Friday, October 09, 2009

Optimizing a php application in 5 minutes

It is often said that premature optimization is the root of all evil: it is indeed true that the optimization stage must come after the main development of an application has been completed. Optimizing means reducing loading and execution times, improving the user experience by making the application reacting more responsively.
When it comes the time to optimize your web application, don't go blindly searching for the bottleneck. Often there are no obvious improvable points in a codebase and your assumptions about the slowness causes can be wrong. Profiling is the activity of discovering what is forcing your application run slower than expected, by analyzing the code execution and time tracking.
If your language of choice is php, fortunately this process takes only 5 minutes.

Minute 1: xdebug installation
In a shell accessed directly of by ssh on the server which runs the php application, type:
sudo pecl install xdebug
Obviously if you already have xdebug on your development server you can skip this step. The pecl binary should create a minimal configuration for you, but if you not see a line referencing xdebug.so in your php.ini add it by yourself:
zend_extension=/path/to/xdebug.so
The xdebug extension provides many utilities to php developers. One of them is the profiling of code execution.

Minute 2: xdebug profiling configuration
Under the loading directive of xdebug in php.ini, add the following lines:
xdebug.profiler_enable = 1
xdebug.profiler_output_dir = /tmp
These directives tell xdebug to enable the profiler from the start of php scripts and to put cachegrind files in /tmp, after the script have finished running. The cachegrind files are lists of all the function calls made during the script execution, along with their source and information on the elapsed time.
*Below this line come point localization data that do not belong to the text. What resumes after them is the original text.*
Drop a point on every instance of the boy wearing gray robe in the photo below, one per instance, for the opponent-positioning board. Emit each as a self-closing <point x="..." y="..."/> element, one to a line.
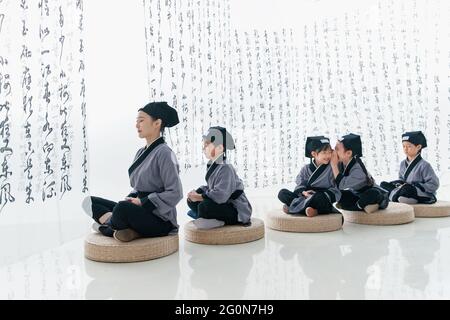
<point x="358" y="188"/>
<point x="316" y="180"/>
<point x="417" y="182"/>
<point x="223" y="200"/>
<point x="154" y="177"/>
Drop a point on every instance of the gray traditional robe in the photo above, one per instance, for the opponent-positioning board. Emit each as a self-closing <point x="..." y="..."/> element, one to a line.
<point x="419" y="174"/>
<point x="222" y="181"/>
<point x="317" y="178"/>
<point x="354" y="177"/>
<point x="155" y="180"/>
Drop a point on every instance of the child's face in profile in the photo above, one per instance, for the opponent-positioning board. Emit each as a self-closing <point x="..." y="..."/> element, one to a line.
<point x="210" y="150"/>
<point x="411" y="150"/>
<point x="322" y="157"/>
<point x="343" y="155"/>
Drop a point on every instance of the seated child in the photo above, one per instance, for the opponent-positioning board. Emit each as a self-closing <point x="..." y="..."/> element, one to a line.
<point x="316" y="189"/>
<point x="222" y="200"/>
<point x="418" y="182"/>
<point x="358" y="188"/>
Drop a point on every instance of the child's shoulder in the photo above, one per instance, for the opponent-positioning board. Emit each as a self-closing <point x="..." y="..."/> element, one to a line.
<point x="225" y="167"/>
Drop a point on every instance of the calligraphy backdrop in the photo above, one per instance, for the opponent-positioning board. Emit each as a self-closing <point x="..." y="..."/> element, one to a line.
<point x="376" y="71"/>
<point x="43" y="148"/>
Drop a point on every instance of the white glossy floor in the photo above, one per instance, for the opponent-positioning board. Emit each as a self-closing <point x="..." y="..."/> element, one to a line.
<point x="358" y="262"/>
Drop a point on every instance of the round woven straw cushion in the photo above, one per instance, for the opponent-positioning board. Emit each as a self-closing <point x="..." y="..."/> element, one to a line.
<point x="106" y="249"/>
<point x="233" y="234"/>
<point x="438" y="209"/>
<point x="395" y="213"/>
<point x="278" y="220"/>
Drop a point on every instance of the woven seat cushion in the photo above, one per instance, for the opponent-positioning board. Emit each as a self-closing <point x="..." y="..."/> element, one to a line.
<point x="438" y="209"/>
<point x="395" y="213"/>
<point x="231" y="234"/>
<point x="278" y="220"/>
<point x="106" y="249"/>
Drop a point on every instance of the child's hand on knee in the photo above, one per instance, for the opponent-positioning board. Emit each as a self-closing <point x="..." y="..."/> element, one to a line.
<point x="135" y="201"/>
<point x="307" y="193"/>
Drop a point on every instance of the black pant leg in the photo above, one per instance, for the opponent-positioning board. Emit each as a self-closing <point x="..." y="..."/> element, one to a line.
<point x="320" y="202"/>
<point x="348" y="201"/>
<point x="193" y="205"/>
<point x="370" y="196"/>
<point x="286" y="196"/>
<point x="407" y="191"/>
<point x="128" y="215"/>
<point x="388" y="186"/>
<point x="208" y="209"/>
<point x="100" y="206"/>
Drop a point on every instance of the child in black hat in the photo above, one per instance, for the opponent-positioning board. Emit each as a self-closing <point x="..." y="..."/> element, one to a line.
<point x="417" y="181"/>
<point x="222" y="200"/>
<point x="316" y="189"/>
<point x="359" y="191"/>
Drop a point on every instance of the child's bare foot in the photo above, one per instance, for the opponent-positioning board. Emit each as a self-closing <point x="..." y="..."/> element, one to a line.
<point x="105" y="217"/>
<point x="371" y="208"/>
<point x="311" y="212"/>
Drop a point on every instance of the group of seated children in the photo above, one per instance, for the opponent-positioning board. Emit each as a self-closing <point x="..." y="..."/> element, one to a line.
<point x="332" y="176"/>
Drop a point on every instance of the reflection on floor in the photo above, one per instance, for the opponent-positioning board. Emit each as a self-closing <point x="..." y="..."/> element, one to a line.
<point x="358" y="262"/>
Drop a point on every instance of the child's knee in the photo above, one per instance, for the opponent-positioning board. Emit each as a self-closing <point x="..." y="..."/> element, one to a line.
<point x="282" y="195"/>
<point x="203" y="208"/>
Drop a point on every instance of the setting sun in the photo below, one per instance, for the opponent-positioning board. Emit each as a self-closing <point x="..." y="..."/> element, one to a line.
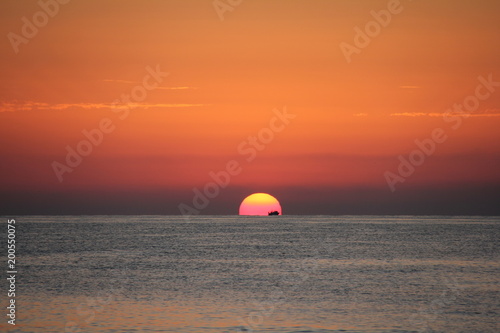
<point x="260" y="204"/>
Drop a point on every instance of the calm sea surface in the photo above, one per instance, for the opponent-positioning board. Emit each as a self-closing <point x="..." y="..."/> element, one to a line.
<point x="255" y="274"/>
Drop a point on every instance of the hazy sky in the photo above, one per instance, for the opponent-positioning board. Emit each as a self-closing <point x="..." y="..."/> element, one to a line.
<point x="355" y="105"/>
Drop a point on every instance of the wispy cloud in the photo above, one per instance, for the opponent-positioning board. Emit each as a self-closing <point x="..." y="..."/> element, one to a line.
<point x="409" y="87"/>
<point x="28" y="106"/>
<point x="486" y="113"/>
<point x="157" y="88"/>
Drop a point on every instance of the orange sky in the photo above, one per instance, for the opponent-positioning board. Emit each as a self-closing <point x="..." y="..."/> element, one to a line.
<point x="225" y="79"/>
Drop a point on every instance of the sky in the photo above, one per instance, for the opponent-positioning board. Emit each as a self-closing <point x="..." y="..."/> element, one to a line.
<point x="187" y="107"/>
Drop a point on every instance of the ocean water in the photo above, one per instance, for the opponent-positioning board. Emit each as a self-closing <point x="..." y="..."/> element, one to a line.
<point x="256" y="274"/>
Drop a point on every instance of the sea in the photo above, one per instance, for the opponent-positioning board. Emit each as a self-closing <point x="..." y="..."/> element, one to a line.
<point x="222" y="274"/>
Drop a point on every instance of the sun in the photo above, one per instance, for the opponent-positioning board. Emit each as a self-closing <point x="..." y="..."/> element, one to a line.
<point x="260" y="204"/>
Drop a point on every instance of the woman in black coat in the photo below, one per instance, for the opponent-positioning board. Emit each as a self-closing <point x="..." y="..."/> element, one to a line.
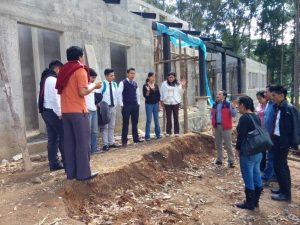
<point x="249" y="164"/>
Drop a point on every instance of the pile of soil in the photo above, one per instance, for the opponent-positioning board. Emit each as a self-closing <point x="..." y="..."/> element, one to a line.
<point x="166" y="181"/>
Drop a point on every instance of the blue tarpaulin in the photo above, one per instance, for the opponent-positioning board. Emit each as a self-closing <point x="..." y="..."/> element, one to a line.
<point x="186" y="41"/>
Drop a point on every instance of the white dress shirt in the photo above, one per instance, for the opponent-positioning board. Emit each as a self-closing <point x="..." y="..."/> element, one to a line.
<point x="120" y="93"/>
<point x="90" y="99"/>
<point x="51" y="98"/>
<point x="277" y="130"/>
<point x="106" y="94"/>
<point x="170" y="95"/>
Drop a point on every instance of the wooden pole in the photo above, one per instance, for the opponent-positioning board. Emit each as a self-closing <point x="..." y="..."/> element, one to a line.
<point x="17" y="125"/>
<point x="183" y="76"/>
<point x="296" y="54"/>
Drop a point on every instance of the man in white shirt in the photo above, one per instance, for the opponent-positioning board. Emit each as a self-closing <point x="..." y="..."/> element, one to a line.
<point x="92" y="108"/>
<point x="129" y="99"/>
<point x="50" y="109"/>
<point x="109" y="92"/>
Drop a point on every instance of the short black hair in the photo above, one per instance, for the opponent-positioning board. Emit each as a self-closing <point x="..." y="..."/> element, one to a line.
<point x="74" y="53"/>
<point x="172" y="74"/>
<point x="130" y="69"/>
<point x="92" y="72"/>
<point x="150" y="74"/>
<point x="261" y="94"/>
<point x="108" y="71"/>
<point x="247" y="102"/>
<point x="224" y="93"/>
<point x="55" y="63"/>
<point x="279" y="89"/>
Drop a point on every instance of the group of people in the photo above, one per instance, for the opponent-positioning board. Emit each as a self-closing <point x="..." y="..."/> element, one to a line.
<point x="75" y="106"/>
<point x="280" y="119"/>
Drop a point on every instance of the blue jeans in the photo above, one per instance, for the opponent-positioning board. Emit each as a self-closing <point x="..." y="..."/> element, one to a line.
<point x="152" y="109"/>
<point x="55" y="134"/>
<point x="94" y="129"/>
<point x="250" y="169"/>
<point x="269" y="170"/>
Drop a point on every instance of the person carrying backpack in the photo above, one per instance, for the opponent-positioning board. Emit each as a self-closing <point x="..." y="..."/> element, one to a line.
<point x="109" y="97"/>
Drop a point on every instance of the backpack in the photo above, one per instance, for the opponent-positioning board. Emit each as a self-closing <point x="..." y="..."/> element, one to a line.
<point x="99" y="96"/>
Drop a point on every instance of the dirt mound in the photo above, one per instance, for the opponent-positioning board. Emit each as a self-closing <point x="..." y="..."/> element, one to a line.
<point x="154" y="168"/>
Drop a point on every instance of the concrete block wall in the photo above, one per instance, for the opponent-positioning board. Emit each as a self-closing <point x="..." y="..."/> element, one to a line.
<point x="88" y="22"/>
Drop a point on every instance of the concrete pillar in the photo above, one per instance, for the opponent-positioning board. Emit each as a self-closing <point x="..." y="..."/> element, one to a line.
<point x="9" y="46"/>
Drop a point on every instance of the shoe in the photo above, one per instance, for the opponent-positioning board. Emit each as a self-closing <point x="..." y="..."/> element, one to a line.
<point x="57" y="166"/>
<point x="93" y="175"/>
<point x="275" y="191"/>
<point x="114" y="145"/>
<point x="258" y="191"/>
<point x="281" y="197"/>
<point x="231" y="165"/>
<point x="249" y="202"/>
<point x="266" y="183"/>
<point x="96" y="152"/>
<point x="218" y="162"/>
<point x="105" y="148"/>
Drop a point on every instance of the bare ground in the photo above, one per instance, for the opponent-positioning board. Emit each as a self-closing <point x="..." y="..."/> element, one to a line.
<point x="170" y="181"/>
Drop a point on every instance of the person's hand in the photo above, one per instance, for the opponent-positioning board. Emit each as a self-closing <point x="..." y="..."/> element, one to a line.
<point x="98" y="85"/>
<point x="159" y="107"/>
<point x="183" y="82"/>
<point x="234" y="103"/>
<point x="147" y="87"/>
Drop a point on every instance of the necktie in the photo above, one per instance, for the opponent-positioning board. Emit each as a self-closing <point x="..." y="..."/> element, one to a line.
<point x="112" y="104"/>
<point x="274" y="121"/>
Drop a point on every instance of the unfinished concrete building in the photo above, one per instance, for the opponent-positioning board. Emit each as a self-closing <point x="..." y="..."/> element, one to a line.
<point x="33" y="32"/>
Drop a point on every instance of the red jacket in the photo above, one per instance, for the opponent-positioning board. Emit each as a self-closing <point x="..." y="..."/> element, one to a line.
<point x="226" y="116"/>
<point x="66" y="71"/>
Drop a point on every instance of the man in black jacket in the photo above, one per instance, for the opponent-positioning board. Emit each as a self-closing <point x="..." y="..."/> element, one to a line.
<point x="284" y="135"/>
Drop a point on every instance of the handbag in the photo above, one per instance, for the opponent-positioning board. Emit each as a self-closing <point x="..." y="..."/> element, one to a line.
<point x="256" y="141"/>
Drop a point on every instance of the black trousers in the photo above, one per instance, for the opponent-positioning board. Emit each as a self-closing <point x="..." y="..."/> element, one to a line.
<point x="281" y="167"/>
<point x="77" y="145"/>
<point x="55" y="134"/>
<point x="172" y="109"/>
<point x="130" y="111"/>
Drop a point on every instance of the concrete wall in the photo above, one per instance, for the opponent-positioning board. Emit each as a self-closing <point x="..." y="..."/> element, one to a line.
<point x="10" y="53"/>
<point x="141" y="6"/>
<point x="79" y="23"/>
<point x="254" y="74"/>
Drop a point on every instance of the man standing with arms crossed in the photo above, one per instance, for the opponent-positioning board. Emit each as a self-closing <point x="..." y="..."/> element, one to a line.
<point x="129" y="99"/>
<point x="268" y="172"/>
<point x="221" y="117"/>
<point x="72" y="85"/>
<point x="109" y="91"/>
<point x="49" y="107"/>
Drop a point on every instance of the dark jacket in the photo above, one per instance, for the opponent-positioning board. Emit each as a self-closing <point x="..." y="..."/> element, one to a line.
<point x="226" y="115"/>
<point x="154" y="95"/>
<point x="245" y="126"/>
<point x="289" y="125"/>
<point x="103" y="113"/>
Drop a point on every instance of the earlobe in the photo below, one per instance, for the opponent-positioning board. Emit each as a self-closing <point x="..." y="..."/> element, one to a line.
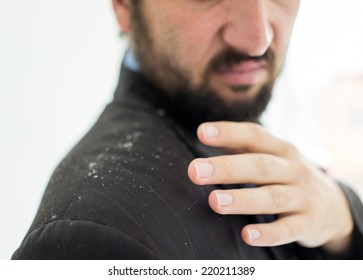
<point x="122" y="12"/>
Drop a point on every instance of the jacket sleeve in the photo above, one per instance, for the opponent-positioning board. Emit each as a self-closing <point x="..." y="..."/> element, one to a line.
<point x="67" y="239"/>
<point x="356" y="208"/>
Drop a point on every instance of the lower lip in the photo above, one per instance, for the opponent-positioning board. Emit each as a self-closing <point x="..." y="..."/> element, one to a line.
<point x="246" y="73"/>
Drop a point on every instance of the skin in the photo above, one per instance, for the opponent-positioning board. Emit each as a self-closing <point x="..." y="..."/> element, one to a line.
<point x="311" y="208"/>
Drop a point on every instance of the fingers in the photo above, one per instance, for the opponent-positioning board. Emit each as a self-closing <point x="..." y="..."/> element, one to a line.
<point x="284" y="230"/>
<point x="248" y="137"/>
<point x="240" y="169"/>
<point x="274" y="199"/>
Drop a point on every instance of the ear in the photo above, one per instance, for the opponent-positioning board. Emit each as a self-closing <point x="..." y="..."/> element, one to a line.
<point x="122" y="12"/>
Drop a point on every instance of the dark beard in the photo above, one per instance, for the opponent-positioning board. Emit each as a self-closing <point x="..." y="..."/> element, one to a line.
<point x="191" y="103"/>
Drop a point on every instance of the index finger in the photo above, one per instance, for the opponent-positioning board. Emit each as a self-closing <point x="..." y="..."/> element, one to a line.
<point x="249" y="137"/>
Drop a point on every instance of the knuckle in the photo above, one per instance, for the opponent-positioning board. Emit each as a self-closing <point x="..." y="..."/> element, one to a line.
<point x="256" y="133"/>
<point x="248" y="201"/>
<point x="291" y="149"/>
<point x="279" y="199"/>
<point x="263" y="165"/>
<point x="286" y="233"/>
<point x="229" y="169"/>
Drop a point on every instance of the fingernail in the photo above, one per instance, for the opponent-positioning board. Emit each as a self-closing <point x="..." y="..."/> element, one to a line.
<point x="224" y="199"/>
<point x="210" y="131"/>
<point x="253" y="234"/>
<point x="204" y="169"/>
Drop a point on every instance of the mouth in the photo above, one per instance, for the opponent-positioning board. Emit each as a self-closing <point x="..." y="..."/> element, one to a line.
<point x="246" y="73"/>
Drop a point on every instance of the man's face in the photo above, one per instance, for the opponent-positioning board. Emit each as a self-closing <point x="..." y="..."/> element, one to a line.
<point x="218" y="58"/>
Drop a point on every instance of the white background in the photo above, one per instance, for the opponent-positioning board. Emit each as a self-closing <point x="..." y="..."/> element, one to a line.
<point x="59" y="63"/>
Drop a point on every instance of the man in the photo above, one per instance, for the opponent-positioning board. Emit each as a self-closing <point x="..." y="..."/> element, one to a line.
<point x="125" y="191"/>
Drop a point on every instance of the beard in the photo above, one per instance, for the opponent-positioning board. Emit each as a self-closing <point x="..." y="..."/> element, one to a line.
<point x="197" y="103"/>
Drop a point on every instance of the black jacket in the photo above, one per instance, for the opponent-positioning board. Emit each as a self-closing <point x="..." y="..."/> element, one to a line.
<point x="123" y="192"/>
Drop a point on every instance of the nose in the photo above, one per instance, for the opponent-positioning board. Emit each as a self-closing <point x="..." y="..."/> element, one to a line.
<point x="248" y="28"/>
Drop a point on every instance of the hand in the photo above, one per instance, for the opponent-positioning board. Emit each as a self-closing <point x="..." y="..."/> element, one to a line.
<point x="311" y="207"/>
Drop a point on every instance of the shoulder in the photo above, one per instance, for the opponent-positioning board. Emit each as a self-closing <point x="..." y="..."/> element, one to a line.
<point x="69" y="239"/>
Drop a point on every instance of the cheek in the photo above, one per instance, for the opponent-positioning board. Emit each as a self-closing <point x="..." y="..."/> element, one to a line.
<point x="193" y="40"/>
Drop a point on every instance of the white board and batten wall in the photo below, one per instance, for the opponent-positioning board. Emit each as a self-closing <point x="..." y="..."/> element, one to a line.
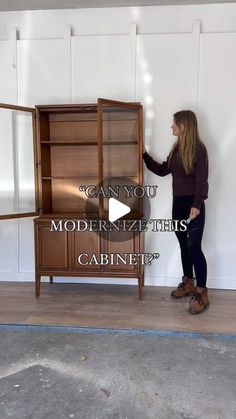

Make sure there is enough disk space on the folder you choose to kept them, since their size can quickly go up to hundred of megabytes, and to disactivate the profiling directives after you finished your optimization work.

Minute 3: load a page of your choice
I hope this does not take an entire minute, otherwise a long optimization phase will be mandatory.

Minute 4: installing webgrind
At http://code.google.com/p/webgrind/ you can download webgrind, a web application created for interpreting cachegrind files, which are not human readable. There are other solutions for reading cachegrind files, but I prefer a portable web application since where there is php, webgrind can be installed.
Simply decompress the package into a folder in your webserver and load its path it in the browser. Webgrind is written in php5 and it does not have dependencies to configure.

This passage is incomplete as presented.